Laman

Minggu, 21 Juli 2013

Foto News: di Masjid Tiban Turen Malang





Masjid Ajaib atau juga Masjid Tiban adalah sebenarnya Pondok Pesantren Salafiah Bihaaru Bahri Asali Fadlaailir Rahmah yang terletak di Turen, Kabupaten Malang, Jawa Timur. Pondok Pesantren Salafiah Bihaaru Bahri Asali Fadlaailir Rahmah (Bi Ba’a Fadlrah). Nama yang cukup panjang yang mempunyai makna Laut Madu atau, "Fadilah Rohmat" (Segarane, Segara, Madune, Fadhole Rohmat-terjemahan Bahasa Jawa)
Disebut Masjid tiban karena Konon masjid yang sangat megah ini dibangun tanpa sepengetahuan warga sekitar, dan menurut mitos dibangun oleh jin dalam waktu hanya semalam.
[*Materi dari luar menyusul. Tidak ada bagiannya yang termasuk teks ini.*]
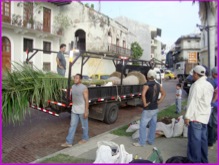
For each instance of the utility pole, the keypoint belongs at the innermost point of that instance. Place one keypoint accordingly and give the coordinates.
(207, 29)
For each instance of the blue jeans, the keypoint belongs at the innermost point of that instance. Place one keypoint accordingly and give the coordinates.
(197, 150)
(178, 105)
(148, 116)
(212, 128)
(73, 126)
(61, 71)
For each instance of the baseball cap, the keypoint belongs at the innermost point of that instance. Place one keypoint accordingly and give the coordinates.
(214, 70)
(151, 74)
(200, 70)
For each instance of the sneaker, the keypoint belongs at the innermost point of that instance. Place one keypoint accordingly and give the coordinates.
(137, 145)
(66, 145)
(82, 141)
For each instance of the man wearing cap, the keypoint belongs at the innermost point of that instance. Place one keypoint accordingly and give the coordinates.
(197, 116)
(212, 124)
(150, 100)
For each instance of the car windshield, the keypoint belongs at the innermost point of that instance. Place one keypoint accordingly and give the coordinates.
(104, 77)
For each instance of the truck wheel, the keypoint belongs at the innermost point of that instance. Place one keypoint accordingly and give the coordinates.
(180, 79)
(111, 113)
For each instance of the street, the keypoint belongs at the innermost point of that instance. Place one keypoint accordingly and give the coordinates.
(42, 134)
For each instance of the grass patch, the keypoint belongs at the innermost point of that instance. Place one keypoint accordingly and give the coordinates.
(62, 158)
(168, 112)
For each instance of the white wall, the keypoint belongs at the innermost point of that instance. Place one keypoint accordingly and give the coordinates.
(16, 39)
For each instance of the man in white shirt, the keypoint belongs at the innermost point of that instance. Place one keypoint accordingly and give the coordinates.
(197, 116)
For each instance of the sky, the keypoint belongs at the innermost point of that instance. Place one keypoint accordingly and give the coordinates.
(174, 18)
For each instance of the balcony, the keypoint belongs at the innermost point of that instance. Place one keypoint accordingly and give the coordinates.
(119, 50)
(19, 26)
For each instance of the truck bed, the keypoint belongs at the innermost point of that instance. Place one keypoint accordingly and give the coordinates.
(112, 93)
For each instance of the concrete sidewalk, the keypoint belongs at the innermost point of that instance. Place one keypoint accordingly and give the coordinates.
(168, 146)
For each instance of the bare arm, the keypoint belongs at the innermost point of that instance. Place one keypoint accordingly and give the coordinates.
(144, 91)
(86, 96)
(163, 94)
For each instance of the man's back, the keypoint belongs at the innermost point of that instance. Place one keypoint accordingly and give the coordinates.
(78, 98)
(199, 101)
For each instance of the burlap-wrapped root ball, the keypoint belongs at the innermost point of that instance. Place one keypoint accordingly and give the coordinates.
(116, 74)
(115, 80)
(139, 75)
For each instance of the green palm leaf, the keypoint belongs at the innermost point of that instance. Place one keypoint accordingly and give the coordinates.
(26, 85)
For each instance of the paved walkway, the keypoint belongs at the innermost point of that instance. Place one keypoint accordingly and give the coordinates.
(168, 147)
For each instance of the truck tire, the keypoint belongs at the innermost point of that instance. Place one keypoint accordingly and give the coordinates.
(111, 113)
(180, 79)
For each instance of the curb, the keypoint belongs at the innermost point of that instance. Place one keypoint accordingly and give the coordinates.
(92, 140)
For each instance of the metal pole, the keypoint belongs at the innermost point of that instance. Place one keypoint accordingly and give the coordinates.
(82, 61)
(209, 63)
(69, 81)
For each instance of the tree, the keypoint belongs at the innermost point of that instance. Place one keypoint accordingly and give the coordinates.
(136, 49)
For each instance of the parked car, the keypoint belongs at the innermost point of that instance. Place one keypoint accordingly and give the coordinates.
(100, 76)
(169, 74)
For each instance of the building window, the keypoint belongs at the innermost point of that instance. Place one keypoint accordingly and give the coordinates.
(46, 66)
(46, 47)
(28, 44)
(117, 42)
(28, 14)
(46, 20)
(124, 44)
(30, 63)
(6, 11)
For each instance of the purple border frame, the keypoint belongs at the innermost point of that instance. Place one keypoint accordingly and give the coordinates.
(84, 0)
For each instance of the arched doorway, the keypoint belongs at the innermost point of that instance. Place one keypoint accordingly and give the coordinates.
(80, 36)
(6, 53)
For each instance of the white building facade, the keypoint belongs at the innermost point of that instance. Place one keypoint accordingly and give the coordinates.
(90, 32)
(186, 44)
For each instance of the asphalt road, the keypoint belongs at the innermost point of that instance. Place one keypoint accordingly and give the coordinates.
(42, 134)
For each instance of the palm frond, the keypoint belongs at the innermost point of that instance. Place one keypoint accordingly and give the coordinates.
(24, 86)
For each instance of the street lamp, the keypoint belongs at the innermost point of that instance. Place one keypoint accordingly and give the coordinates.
(207, 28)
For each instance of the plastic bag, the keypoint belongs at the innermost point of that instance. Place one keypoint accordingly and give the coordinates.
(178, 127)
(110, 152)
(136, 134)
(185, 131)
(167, 129)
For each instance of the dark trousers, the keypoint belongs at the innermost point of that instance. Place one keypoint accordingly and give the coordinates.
(212, 128)
(197, 149)
(212, 135)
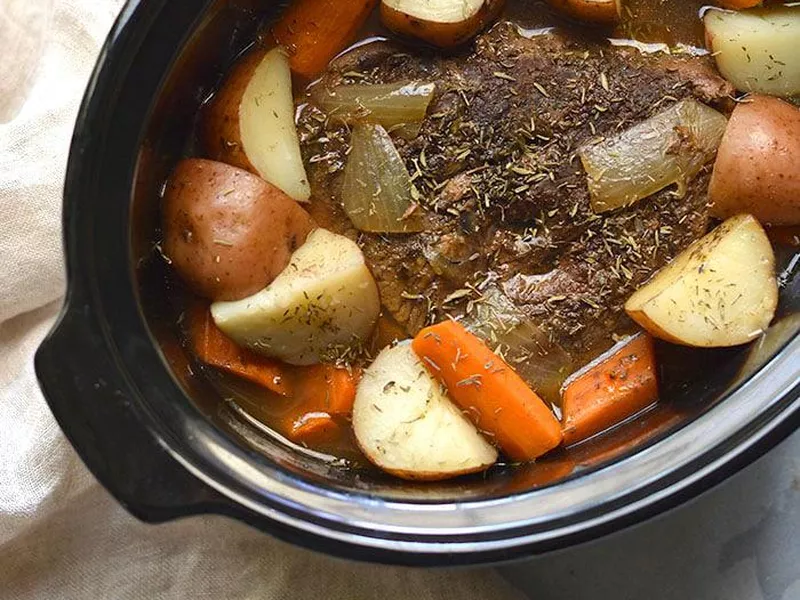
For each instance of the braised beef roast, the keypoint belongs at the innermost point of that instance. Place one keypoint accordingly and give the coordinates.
(504, 192)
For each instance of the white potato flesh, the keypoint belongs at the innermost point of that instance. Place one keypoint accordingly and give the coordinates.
(406, 424)
(757, 50)
(437, 11)
(267, 127)
(324, 301)
(721, 291)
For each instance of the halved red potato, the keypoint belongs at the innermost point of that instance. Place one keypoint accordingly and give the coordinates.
(721, 291)
(758, 163)
(406, 424)
(227, 232)
(592, 11)
(250, 122)
(324, 301)
(443, 23)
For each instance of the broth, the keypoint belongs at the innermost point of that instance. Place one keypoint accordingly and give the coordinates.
(648, 21)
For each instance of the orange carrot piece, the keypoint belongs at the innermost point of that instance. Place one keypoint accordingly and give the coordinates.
(328, 388)
(313, 428)
(611, 390)
(489, 392)
(217, 350)
(314, 31)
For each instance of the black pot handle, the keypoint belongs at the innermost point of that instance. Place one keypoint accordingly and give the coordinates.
(92, 404)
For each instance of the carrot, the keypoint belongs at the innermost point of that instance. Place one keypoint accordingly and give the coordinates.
(490, 393)
(314, 31)
(323, 393)
(610, 390)
(328, 388)
(215, 349)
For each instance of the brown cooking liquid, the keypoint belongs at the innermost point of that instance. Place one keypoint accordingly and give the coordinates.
(650, 21)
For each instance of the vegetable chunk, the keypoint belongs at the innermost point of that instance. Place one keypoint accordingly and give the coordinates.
(250, 122)
(758, 163)
(612, 388)
(491, 394)
(228, 233)
(406, 424)
(720, 291)
(324, 301)
(443, 23)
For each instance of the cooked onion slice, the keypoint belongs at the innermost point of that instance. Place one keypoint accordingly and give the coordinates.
(668, 148)
(390, 105)
(376, 192)
(543, 364)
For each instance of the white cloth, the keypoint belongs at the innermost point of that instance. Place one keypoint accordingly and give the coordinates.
(61, 534)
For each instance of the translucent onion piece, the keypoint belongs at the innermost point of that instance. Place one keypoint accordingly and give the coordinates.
(543, 364)
(391, 105)
(376, 192)
(757, 50)
(668, 148)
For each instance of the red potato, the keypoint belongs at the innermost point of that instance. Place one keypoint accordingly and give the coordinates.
(443, 23)
(228, 233)
(250, 122)
(737, 4)
(604, 12)
(758, 163)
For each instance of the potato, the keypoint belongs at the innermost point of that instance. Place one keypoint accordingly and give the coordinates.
(757, 50)
(406, 425)
(720, 291)
(324, 301)
(250, 122)
(228, 233)
(758, 163)
(592, 11)
(443, 23)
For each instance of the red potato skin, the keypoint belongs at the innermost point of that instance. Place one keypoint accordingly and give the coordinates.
(220, 133)
(757, 170)
(443, 35)
(601, 12)
(259, 228)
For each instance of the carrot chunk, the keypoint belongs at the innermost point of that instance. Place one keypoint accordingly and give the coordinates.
(610, 390)
(215, 349)
(314, 31)
(328, 388)
(489, 392)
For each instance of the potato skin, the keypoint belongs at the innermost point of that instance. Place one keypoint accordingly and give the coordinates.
(602, 12)
(443, 35)
(220, 133)
(228, 233)
(757, 170)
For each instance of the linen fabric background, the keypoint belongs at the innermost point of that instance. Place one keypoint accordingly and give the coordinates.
(61, 534)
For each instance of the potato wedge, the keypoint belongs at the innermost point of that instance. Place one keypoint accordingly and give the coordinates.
(757, 49)
(602, 12)
(406, 425)
(227, 232)
(758, 163)
(720, 291)
(250, 122)
(443, 23)
(323, 301)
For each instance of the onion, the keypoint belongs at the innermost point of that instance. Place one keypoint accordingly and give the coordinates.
(391, 105)
(376, 192)
(542, 363)
(668, 148)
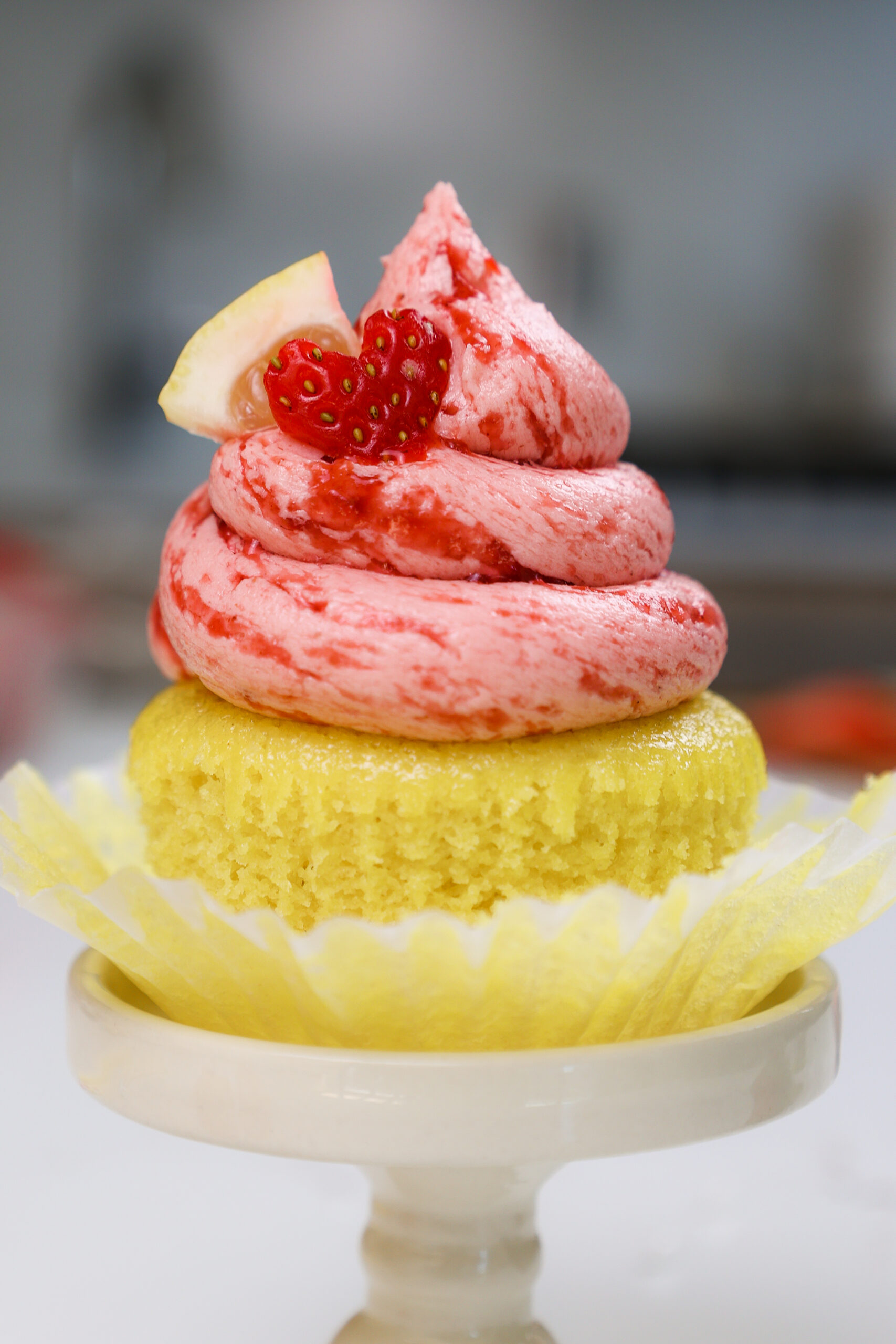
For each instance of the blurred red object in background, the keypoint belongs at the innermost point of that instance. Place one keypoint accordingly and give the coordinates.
(39, 613)
(847, 719)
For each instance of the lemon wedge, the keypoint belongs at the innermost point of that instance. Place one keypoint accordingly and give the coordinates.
(218, 385)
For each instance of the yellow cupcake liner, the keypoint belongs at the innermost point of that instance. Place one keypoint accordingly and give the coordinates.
(606, 965)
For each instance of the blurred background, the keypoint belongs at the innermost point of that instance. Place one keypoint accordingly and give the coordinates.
(705, 195)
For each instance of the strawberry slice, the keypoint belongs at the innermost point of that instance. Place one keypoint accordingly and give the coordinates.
(382, 402)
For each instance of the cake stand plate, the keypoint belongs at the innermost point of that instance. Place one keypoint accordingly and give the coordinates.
(456, 1144)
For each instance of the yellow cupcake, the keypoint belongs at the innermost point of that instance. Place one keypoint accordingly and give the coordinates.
(319, 822)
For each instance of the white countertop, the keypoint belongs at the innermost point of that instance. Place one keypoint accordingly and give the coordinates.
(111, 1232)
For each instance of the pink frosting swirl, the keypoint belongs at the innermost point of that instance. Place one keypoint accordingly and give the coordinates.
(345, 593)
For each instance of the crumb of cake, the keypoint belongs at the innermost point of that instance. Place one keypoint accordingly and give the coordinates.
(318, 822)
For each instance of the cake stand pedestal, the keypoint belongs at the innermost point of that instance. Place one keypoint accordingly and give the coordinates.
(456, 1144)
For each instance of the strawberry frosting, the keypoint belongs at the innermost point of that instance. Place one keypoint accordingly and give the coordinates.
(511, 581)
(449, 517)
(520, 386)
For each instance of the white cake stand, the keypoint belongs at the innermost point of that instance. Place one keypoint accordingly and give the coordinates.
(456, 1144)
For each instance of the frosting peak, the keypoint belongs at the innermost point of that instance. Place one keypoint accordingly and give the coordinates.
(520, 386)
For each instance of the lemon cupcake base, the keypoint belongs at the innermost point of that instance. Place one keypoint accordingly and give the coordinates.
(318, 822)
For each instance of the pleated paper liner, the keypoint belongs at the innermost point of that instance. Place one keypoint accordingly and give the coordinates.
(606, 965)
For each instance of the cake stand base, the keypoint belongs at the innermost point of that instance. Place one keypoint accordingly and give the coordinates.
(456, 1144)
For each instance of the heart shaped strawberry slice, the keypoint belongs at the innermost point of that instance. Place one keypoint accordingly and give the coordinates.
(382, 402)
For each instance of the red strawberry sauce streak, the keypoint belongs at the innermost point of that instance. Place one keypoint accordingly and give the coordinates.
(301, 598)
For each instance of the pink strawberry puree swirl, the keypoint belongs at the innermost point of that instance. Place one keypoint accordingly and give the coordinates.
(433, 659)
(449, 517)
(510, 582)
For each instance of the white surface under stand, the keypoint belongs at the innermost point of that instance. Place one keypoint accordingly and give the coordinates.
(457, 1144)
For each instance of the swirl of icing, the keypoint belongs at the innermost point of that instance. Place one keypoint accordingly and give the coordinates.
(449, 517)
(339, 592)
(433, 659)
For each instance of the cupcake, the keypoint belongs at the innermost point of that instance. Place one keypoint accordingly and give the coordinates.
(426, 651)
(440, 768)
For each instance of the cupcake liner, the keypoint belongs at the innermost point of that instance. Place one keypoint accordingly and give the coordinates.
(606, 965)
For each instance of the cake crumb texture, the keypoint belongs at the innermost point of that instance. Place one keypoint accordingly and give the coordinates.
(316, 822)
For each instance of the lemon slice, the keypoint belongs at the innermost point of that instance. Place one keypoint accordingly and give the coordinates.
(217, 387)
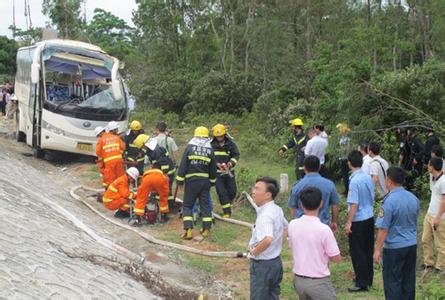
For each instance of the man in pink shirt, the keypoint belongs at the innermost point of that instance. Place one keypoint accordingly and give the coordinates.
(313, 245)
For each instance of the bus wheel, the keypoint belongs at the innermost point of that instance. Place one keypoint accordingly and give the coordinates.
(20, 136)
(38, 153)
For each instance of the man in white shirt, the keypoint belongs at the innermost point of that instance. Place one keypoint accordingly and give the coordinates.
(363, 148)
(266, 268)
(377, 169)
(434, 222)
(316, 146)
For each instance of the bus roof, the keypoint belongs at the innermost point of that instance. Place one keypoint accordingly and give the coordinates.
(69, 43)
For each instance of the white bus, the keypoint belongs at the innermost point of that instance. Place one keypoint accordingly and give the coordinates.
(65, 89)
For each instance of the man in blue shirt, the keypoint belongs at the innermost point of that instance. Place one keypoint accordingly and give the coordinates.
(397, 235)
(360, 223)
(326, 186)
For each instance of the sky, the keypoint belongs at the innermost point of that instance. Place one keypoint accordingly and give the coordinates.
(116, 7)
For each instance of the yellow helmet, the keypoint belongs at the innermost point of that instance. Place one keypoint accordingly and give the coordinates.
(219, 130)
(201, 132)
(140, 140)
(135, 125)
(296, 122)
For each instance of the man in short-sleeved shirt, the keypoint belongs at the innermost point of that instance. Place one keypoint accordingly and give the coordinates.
(434, 222)
(312, 245)
(266, 268)
(327, 188)
(360, 223)
(377, 169)
(397, 230)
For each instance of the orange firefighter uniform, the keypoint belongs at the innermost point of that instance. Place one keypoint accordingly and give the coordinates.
(109, 150)
(153, 180)
(118, 194)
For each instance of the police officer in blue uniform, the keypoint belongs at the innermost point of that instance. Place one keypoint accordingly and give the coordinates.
(397, 235)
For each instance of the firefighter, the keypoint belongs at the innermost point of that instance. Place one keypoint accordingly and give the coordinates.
(153, 181)
(197, 172)
(132, 151)
(227, 156)
(118, 194)
(298, 140)
(110, 148)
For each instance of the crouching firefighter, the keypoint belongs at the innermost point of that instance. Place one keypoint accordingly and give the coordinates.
(197, 172)
(118, 194)
(227, 156)
(153, 181)
(132, 150)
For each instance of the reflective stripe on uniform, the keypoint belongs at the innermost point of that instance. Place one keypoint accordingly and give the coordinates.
(110, 146)
(112, 157)
(137, 210)
(205, 175)
(153, 171)
(221, 153)
(198, 157)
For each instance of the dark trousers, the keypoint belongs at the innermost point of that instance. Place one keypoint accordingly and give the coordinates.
(265, 279)
(399, 273)
(361, 247)
(324, 172)
(197, 190)
(226, 190)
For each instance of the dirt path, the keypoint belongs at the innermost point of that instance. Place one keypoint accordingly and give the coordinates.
(39, 242)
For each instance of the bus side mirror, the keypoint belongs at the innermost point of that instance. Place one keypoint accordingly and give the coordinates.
(35, 70)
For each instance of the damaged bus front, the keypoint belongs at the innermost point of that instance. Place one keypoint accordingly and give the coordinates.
(66, 89)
Namun, ketika desas-desus ini dikonfirmasi kepada “orang dalam”, dikatakan bahwa pembangunan masjid – yang sebenarnya merupakan kompleks pondok pesantren secara keseluruhan – semua bersifat transparan karena dikerjakan oleh santri dan jamaah. Bantahan dari “orang dalam” itu jelas sekali terpampang di depan meja penerima tamu dengan tulisan besar-besar, “Apabila ada orang yang mengatakan bahwa ini adalah pondok tiban (pondok muncul dengan sendirinya), dibangun oleh jin dsb., itu tidak benar. Karena bangunan ini adalah Pondok Pesantren Salafiyah Bihaaru Bahri ‘Asali Fadlaailir Rahmah yang murni dibangun oleh para santri dan jamaah.”
Pondok Pesantren tersebut konon mulai dibangun pada tahun 1978 oleh Romo Kiai Haji Ahmad Bahru Mafdlaluddin Shaleh Al-Mahbub Rahmat Alam, atau yang akrab disapa Romo Kiai Ahmad. Bangunan utama pondok dan masjid tersebut sudah mencapai 10 lantai, tingkat 1 sampai dengan 4 digunakan sebagai tempat kegiatan para santri Pondokan, lantai 6 seperti ruang keluarga, sedangkan lantai 5, 7, 8 terdapat toko-toko kecil yang di kelola oleh para santriwati (Santri Wanita), berbagai macam makanan ringan dijual dengan harga murah, selain itu ada juga barang-barang yang dijual berupa pakaian sarung, sajadah, jilbab, tasbih dan sebagainya.
Tak hanya unik, di dalam ponpes tersebut juga tersedia kolam renang, dilengkapi perahu yang hanya khusus untuk dinaiki wisatawan anak-anak. Di dalam komplek ponpes itu juga terdapat berbagai jenis binatang seperti kijang, monyet, kelinci, aneka jenis ayam dan burung.
Arsitek dari pembangunan ponpes ini bukanlah seseorang yang belajar dari ilmu arsitektur perguruan tinggi, melainkan hasil dari istikharah pemilik pondok, KH Achmad Bahru Mafdloludin Sholeh. Karenanya, bentuknya menjadi sangat unik, seperti perpaduan timur tengah, china dan modern. Untuk pembangunannya pun tidak menggunakan alat-alat berat dan modern seperti halnya untuk membangun gedung bertingkat. Semuanya dikerjakan oleh para santri yang berjumlah 250 orang dan beberapa penduduk di sekitar pondok. Romo Kiai sudah mulai membangun pondok dengan material apa adanya. Contohnya, waktu itu adanya baru batu merah saja maka batu merah itulah yang dipasang dengan luluh (adonan) dari tanah liat (lumpur atau ledok).
Nama Pondok Pesantren (Ponpes) Salafiyah adalah Bihaaru Bahri ‘Asali Fadlaailir Rahmah (Bi Ba’a Fadlrah), yang terletak di Jalan KH. Wahid Hasyim Gang Anggur No.10, RT 07 / RW 06 Desa Sananrejo, Turen, Malang, Jawa Timur. Menurut salah seorang panitia, ponpes tersebut artinya segarane, segara, madune, Fadhole Rohmat. Rintisan Ponpes Bi Ba’a Fadlrah ini dimulai pada 1963 oleh Romo Kyai Haji Ahmad Bahru Mafdlaluddin Shaleh Al-Mahbub Rahmat Alam, atau yang akrab disapa Romo Kyai Ahmad.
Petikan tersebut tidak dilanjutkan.